Los hechos, relatados por la fiscal Rina Blanco, ocurrieron la noche del pasado 23 de marzo de 2026. El imputado llegó al domicilio materno en estado de ebriedad, iniciando un ataque verbal y físico contra la estructura de la vivienda. Pese a los intentos de la víctima por asegurar los accesos, el sujeto logró irrumpir en la propiedad a través de un patio lateral, instalándose en una habitación posterior.
La intervención de Carabineros, solicitada por una vecina que escuchó los gritos de auxilio, terminó con la detención del individuo en situación de flagrancia. Sin embargo, el procedimiento no detuvo la violencia del imputado: durante el traslado y la constatación de lesiones, profirió insultos y amenazas de muerte directas contra los funcionarios policiales encargados de su custodia.
Debido a esto, el Ministerio Público sumó al cargo de violencia intrafamiliar (VIF) el delito de amenazas a la autoridad en ejercicio de sus funciones.
Uno de los puntos que más pesó durante la audiencia fue el extenso extracto de filiación del detenido.

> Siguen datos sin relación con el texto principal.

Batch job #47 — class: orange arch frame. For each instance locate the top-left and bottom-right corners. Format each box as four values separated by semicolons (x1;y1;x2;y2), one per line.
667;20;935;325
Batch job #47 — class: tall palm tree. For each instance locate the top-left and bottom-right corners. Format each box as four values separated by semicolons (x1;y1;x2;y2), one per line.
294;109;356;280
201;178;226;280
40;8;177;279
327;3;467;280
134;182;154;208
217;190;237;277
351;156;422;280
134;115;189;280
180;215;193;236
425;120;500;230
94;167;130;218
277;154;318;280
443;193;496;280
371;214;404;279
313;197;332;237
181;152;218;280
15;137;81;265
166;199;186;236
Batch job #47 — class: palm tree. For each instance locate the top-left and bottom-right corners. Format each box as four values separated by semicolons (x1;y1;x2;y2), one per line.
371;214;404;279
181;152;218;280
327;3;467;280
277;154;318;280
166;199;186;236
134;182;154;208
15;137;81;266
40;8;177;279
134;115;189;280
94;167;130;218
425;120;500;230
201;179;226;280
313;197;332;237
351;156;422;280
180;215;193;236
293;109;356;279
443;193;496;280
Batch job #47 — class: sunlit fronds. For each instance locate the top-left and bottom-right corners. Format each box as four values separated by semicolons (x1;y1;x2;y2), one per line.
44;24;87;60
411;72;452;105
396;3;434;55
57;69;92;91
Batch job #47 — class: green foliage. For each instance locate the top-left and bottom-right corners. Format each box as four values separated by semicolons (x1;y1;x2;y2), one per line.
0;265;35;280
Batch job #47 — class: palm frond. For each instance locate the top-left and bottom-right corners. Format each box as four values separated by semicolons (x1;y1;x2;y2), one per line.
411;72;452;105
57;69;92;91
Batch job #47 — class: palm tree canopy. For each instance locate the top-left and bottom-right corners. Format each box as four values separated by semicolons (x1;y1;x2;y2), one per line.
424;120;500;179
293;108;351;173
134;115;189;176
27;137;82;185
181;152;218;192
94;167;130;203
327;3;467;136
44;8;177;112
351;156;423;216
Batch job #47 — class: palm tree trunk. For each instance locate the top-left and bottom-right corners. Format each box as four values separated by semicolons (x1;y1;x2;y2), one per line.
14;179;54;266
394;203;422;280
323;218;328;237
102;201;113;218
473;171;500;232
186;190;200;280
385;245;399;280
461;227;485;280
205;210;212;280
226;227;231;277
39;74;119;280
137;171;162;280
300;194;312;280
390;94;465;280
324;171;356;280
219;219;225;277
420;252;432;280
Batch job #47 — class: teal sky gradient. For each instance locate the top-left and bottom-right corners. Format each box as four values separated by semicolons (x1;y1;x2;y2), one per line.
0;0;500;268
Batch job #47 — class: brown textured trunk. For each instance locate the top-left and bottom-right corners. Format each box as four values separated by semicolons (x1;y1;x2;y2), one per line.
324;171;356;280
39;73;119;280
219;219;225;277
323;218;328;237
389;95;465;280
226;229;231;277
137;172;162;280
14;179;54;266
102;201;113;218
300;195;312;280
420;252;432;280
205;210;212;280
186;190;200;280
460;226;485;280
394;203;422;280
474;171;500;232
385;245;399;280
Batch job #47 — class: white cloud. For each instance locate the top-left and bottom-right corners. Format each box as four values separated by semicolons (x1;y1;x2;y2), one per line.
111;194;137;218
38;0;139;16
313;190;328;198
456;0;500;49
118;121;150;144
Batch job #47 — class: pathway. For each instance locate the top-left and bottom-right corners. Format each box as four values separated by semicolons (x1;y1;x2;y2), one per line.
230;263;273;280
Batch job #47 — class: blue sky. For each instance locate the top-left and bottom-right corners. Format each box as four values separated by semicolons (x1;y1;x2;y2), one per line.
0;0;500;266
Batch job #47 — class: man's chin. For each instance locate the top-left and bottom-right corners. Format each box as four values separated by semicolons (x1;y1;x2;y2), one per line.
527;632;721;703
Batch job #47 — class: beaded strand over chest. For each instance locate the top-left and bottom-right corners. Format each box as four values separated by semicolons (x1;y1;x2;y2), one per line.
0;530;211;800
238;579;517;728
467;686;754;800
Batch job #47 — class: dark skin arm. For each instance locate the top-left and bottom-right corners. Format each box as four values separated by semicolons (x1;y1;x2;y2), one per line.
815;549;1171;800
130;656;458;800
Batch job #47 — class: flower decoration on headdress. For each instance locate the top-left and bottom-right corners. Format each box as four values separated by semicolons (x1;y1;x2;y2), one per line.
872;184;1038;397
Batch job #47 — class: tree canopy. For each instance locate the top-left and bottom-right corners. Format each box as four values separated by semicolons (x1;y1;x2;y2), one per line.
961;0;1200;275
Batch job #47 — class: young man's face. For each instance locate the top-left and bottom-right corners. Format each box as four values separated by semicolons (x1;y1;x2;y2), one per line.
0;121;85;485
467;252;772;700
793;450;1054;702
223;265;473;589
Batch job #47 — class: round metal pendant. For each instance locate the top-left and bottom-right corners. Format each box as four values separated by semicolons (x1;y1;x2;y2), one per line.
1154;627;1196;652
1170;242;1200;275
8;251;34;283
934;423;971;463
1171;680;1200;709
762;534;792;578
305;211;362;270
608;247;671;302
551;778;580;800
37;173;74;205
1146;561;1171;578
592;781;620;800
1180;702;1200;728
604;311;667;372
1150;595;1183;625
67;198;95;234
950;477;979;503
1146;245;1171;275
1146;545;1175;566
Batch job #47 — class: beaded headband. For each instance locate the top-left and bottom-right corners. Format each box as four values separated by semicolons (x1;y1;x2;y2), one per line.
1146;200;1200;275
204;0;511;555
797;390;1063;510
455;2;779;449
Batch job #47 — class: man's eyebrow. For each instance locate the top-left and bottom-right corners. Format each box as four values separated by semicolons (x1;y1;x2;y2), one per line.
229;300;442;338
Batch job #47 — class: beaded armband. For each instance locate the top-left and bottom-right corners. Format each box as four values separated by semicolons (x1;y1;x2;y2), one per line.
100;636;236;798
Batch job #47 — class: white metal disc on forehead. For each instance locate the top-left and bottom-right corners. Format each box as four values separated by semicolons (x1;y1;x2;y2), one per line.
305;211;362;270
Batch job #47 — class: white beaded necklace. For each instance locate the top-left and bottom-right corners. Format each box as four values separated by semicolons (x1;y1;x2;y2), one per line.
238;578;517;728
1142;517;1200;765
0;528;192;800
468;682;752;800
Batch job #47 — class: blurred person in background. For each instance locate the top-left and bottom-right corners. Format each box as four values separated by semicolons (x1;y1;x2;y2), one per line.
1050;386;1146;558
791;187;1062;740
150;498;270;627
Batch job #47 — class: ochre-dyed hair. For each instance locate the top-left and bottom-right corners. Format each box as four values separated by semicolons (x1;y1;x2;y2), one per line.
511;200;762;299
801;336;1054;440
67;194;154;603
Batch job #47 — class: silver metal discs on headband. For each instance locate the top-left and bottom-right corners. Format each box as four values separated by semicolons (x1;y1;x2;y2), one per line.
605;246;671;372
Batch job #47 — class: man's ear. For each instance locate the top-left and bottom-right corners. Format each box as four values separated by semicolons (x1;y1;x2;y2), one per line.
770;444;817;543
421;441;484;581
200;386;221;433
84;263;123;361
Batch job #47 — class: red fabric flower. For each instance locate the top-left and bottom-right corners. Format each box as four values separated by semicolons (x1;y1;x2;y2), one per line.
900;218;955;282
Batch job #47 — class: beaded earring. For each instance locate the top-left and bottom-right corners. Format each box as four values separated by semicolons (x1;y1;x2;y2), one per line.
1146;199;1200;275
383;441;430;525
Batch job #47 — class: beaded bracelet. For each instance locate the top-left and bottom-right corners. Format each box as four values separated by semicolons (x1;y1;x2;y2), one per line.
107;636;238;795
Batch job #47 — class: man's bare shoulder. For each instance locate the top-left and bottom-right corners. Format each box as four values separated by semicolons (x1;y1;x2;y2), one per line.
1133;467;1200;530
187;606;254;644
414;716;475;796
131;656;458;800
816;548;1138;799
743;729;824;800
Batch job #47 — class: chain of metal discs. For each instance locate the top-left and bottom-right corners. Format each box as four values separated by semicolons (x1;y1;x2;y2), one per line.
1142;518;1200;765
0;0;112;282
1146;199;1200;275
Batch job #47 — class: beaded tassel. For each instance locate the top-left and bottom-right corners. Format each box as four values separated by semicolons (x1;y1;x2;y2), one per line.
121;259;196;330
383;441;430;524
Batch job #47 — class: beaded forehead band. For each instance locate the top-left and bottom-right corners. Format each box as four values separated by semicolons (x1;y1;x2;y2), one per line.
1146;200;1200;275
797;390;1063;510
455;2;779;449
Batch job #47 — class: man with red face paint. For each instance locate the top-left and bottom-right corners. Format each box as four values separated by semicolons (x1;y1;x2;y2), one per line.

La Fiscalía reveló que S.R.C.S. posee antecedentes penales desde finales de los años 80. Entre sus registros destaca:
Homicidio frustrado: Una condena de 3 años y un día en 2011.
Violencia Intrafamiliar: Causas previas por lesiones menos graves contra familiares.
Sustancias: Registros por consumo de sustancias ilícitas.
Ante la peligrosidad del sujeto y el riesgo para la integridad psíquica de la víctima, la magistrada Mónica Mansilla decretó medidas cautelares estrictas. El imputado quedó con arraigo nacional, la prohibición absoluta de acercarse a su madre o a su domicilio, y se le ordenó el abandono inmediato del inmueble.
Además, se le prohibió cualquier tipo de contacto confrontacional con los efectivos policiales involucrados. El tribunal fijó un plazo de 60 días para el cierre de la investigación, periodo en el que el imputado deberá buscar un nuevo lugar de residencia lejos de su progenitora.